Conclusion
DAPA suppresses ventricular remodeling in HF through activating autophagy via AMPK/mTOR pathway, which provides a potential novel insight for seeking therapeutic plans of HF.
Methods
The HF rat model was established to mimic characteristics of HF in vivo. HE staining assessed histopathological changes in left ventricular myocardial tissue of rats in each group. ELISA measured plasma ANP and BNP levels of rats in each group. M-mode echocardiography detected cardiac function of rats in each group. TUNEL staining detected apoptosis of infarct margin cells in myocardial tissue of rats in each group. Western blot detected levels of apoptosis-related proteins, autophagy-related proteins, and AMPK/mTOR-related proteins in myocardial tissue of rats in each group. Immunohistochemical staining detected caspase-3 or LC3B level in myocardial tissue of rats in each group. The HF cellular model was established to mimic characteristics of HF in vitro. Flow cytometry detected H9C2 cell apoptosis under different conditions. Western blot detected levels of apoptosis-related proteins, autophagy-related proteins, and AMPK/mTOR-related proteins in H9C2 cells under different conditions. Immunofluorescence detected caspase-3 or LC3B level in H9C2 cells under different conditions.
Objective
Heart failure (HF) is the end stage of heart disease caused by various factors which mainly involves ventricular remodeling (VR).
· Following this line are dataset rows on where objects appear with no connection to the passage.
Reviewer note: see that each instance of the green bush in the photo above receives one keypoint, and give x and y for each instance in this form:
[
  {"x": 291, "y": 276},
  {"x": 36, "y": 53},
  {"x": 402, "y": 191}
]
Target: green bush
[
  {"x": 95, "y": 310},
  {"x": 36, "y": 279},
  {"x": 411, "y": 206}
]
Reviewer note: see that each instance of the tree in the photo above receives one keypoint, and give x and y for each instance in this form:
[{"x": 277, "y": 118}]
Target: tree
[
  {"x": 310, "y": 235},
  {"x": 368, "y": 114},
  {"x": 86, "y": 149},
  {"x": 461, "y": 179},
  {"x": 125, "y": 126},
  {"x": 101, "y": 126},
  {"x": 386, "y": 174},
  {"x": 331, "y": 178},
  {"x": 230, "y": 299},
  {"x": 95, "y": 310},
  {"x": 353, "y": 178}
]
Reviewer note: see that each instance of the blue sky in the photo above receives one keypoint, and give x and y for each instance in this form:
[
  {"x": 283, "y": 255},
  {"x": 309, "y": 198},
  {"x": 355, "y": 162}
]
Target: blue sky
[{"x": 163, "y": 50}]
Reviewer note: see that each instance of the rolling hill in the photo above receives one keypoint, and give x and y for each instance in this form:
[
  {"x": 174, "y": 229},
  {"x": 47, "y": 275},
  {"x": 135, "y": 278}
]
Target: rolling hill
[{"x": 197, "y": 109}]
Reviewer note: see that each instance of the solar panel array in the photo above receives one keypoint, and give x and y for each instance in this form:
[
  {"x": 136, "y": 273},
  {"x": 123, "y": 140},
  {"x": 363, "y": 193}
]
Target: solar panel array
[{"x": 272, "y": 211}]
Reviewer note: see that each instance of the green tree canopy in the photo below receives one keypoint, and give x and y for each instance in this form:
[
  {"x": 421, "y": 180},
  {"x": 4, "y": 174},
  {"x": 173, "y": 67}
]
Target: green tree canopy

In HF patients with reduced ejection fraction, dapagliflozin (DAPA) reduced the risk of worsening HF or cardiovascular death. Thus, we attempted to clarify the specific role of DAPA underlying HF progression.
Results
DAPA attenuated left VR and improved cardiac function in HF rats. DAPA attenuated cardiomyocyte apoptosis in HF rats. DAPA facilitated cardiomyocyte autophagy in HF rats via the AMPK/mTOR pathway. DAPA repressed hypoxia-induced H9C2 cell apoptosis by facilitating autophagy. DAPA repressed hypoxia-induced H9C2 cell apoptosis via the AMPK/mTOR pathway.